By Staff | Sep 9, 2015

Lee County has an abundance of preservation and conservation properties.

Funded and maintained primarily through the voter-approved 20/20 program, the native lands held for future generations – scrub, prairie, pine flatwoods, wetlands – offer residents and visitors a look at the ecosystems that make southwest Florida unique.

This month, Lee County Parks & Recreation will take part in a national endeavor designed to call attention to these special parklands and so is seeking volunteers to participate in National Public Lands Day programs to be held Saturday, Sept. 26.

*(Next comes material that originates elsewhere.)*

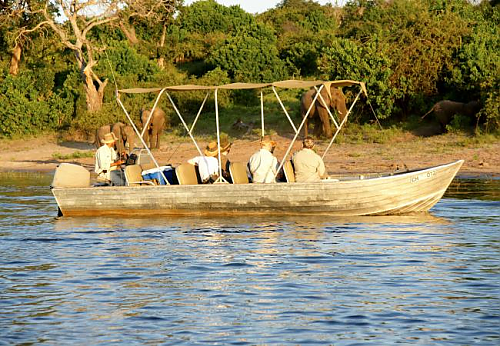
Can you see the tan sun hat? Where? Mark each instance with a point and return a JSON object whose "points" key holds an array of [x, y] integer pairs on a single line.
{"points": [[268, 140], [109, 138], [211, 149], [224, 144]]}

Lee County Conservation 20/20 Lands and County Preserves will be among the more than 2,000 public sites nationwide participating in this effort, a prepared statement from the county department states.

Those properties include the Caloosahatchee Creeks Preserve East at 10130 Bayshore Road, North Fort Myers; the Matanzas Pass Preserve at 199 Bay Road, Fort Myers Beach; and the Wild Turkey Strand Preserve at 11901 Rod & Gun Club Road, Fort Myers.

“Volunteers will be placed in groups for activities such as collecting invasive plants, maintaining trails, removing trash and helping with planting,” according to Lee County Parks & Recreation officials.

The goal of National Public Lands Day “is to improve public lands for outdoor recreation, with volunteers assisting in hands-on work.”

The program began in 1994 with three sites . It now includes every state, the District of Columbia and Puerto Rico.

County officials are asking volunteers to pre-register, if possible.

That can be done by calling Vicki Little at 239-533-7424 or emailing her at vlittle@leegov.com.

If working in the great outdoors isn’t reward enough, the first 50 volunteers will get a T-shirt and all volunteers will get community pool passes.

If you have some time, it’s a good program in which to take part.